社会保障全体の制度体系からみれば、「最終的に生活保護がある」という発言は間違っていません。ただそれは首相が胸を張って発言できるほど、人びとにとって利用しやすく、安心を与えてくれる制度なのでしょうか。
生活保護で話題にあがるのが役所(福祉事務所)窓口で相談者を追い返す「水際作戦」です。『コロナ禍の東京を駆ける』(稲葉剛/小林美穂子/和田静香著 岩波書店)は、緊急事態宣言後の困窮者支援の現場を鮮明に描き、行政の水際的対応が印象的に語られています。また、生活保護制度の「要件」が人びとの利用を躊躇させていることも指摘されています(厳しすぎる資産基準、自動車保有の禁止、扶養照会など)。
このように最終的なセーフティネット(安全網)であるはずの生活保護制度は、私たちのいのちを守る最後の守護神というよりは、尊厳を投げうって丸はだかにならないと入らせてもらえないハードルの高い避難所のようにイメージされています。これはほんとうに不幸なことです。
保健所の混乱に見る、人員削減のツケ
「水際作戦」が話題になりがちですが、生活困窮・生活保護政策を巡る問題のひとつに職員体制の問題があります。ここでは語られることの少ない生活保護・生活困窮者対策の人員体制にスポットを当てます。
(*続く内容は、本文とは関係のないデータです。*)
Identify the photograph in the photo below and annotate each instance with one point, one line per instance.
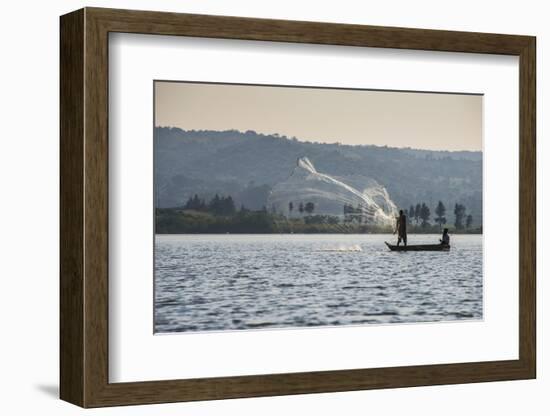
(291, 207)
制度を行政組織の供給体制からみるというのは大切です。新型コロナの感染拡大によって感染症対策の最前線である保健所へ業務が集中し、対応に追われる職員の負担と人員体制の逼迫が注目されました。
これは保健所に割くべき職員を何年もかけて削減し続けてきたことが背景にあります。単に削減するだけでなく、正規職員を削り、非常勤職員に入れ替え、一部では外注(外部委託)する。コストカットを追求し続けたツケが一気に表面化した瞬間でした。